Заявленная новой поэтической группой полифоническая структурность, в «Декларации» именуемая «мелодической поэзией», конечно же, имеет право на существование в рамках тыняновской теории симультанности как механизм «метрического разрешения, объединяющего метрические единства в более высокие группы», но при этом налагает на поэтический дискурс дополнительную нагрузку, связанную с особым типом восприятия текста, когда «чтение движется не по словам, а по целым словесным блокам, различая опорные «сильные места» и промежуточные «слабые места» текста».

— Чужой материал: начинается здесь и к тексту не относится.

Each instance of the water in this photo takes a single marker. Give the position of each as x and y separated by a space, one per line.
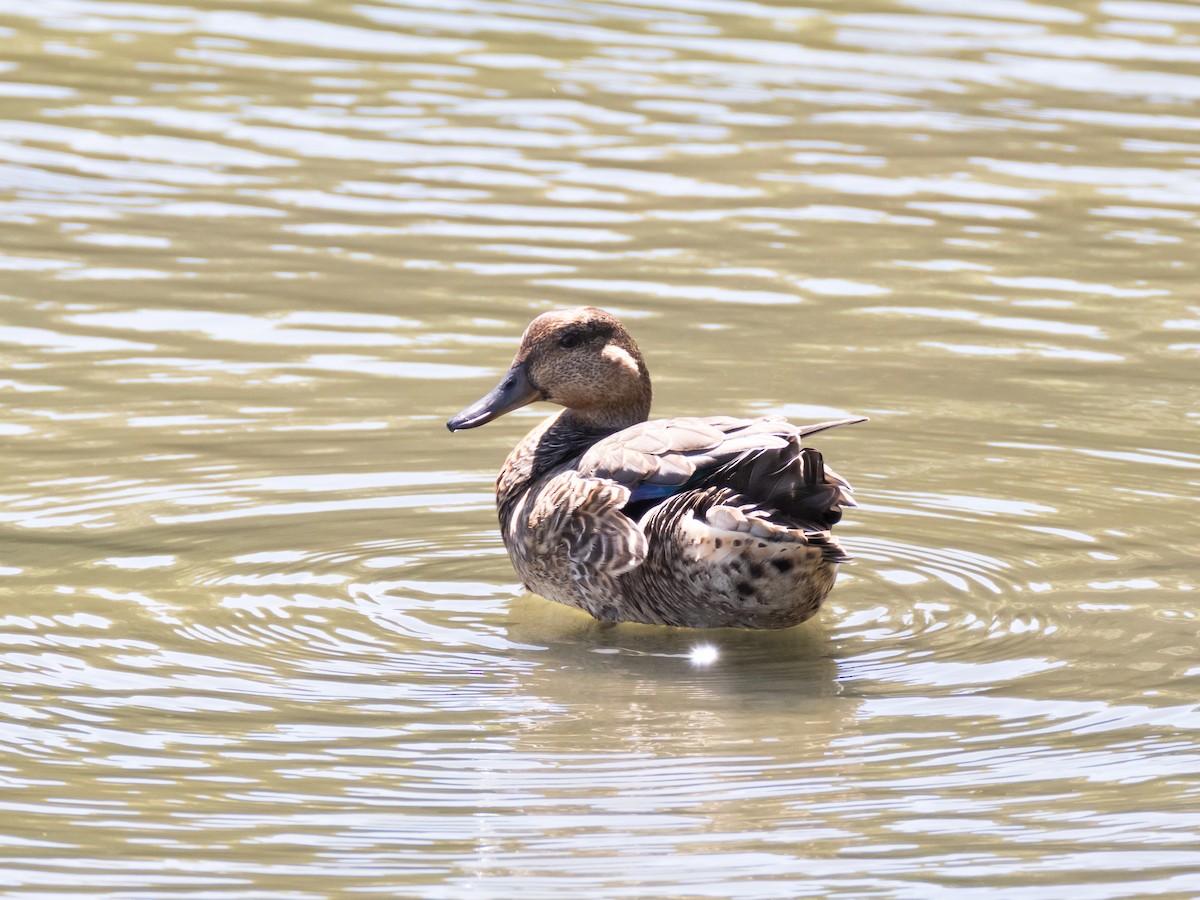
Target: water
257 633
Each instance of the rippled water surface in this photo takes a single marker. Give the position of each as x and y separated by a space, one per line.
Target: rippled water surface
258 636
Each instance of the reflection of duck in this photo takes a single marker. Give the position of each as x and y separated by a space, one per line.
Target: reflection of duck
694 521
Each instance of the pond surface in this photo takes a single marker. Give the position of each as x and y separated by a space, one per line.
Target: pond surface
258 636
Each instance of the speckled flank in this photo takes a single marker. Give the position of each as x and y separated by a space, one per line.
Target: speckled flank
700 522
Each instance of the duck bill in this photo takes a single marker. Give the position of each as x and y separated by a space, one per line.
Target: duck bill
513 393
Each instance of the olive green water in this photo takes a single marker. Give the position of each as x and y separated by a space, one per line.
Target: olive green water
258 637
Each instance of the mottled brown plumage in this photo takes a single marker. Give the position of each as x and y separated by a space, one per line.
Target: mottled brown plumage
701 522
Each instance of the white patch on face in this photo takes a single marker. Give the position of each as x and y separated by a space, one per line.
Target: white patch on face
619 354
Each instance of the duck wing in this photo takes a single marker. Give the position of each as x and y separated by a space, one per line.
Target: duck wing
761 460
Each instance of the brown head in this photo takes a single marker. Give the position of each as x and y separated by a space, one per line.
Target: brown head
582 359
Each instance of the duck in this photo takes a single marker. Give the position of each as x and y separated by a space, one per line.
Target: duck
690 521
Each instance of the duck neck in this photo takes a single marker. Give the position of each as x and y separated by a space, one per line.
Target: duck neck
604 420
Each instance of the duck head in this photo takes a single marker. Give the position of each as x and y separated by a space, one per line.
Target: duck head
582 359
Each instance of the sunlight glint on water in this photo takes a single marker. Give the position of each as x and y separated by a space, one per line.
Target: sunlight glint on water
258 634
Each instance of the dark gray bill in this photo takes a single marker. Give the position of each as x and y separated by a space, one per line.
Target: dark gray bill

Специфика мелодической поэзии, апеллирующей прежде всего к интонации, а не к метру, неминуемо отражается на структуре поэтического текста, которая, как правило, характеризуется спонтанностью развертывания системы эстетических выдвижений. Даже в стихотворениях, написанных традиционным силлаботоническим стилем, мелоимажинисты пытаются реализовать самые разнообразные стратегии выразительности стиха для преодоления линейного характера языка:

Есть таинство последней электрички,
Чей крик прощальный мчится в темноту,
Когда оконное стекло преобразится
В двойное зеркало, где изнутри
В нем явятся вагона лица,
Снаружи ночь прильнет к стеклу.

Мне нравится в последней электричке
Усталость глаз, смежение ресниц,
Когда минут последних
Аромат все длится,
Но стук колес уносит день во мглу... .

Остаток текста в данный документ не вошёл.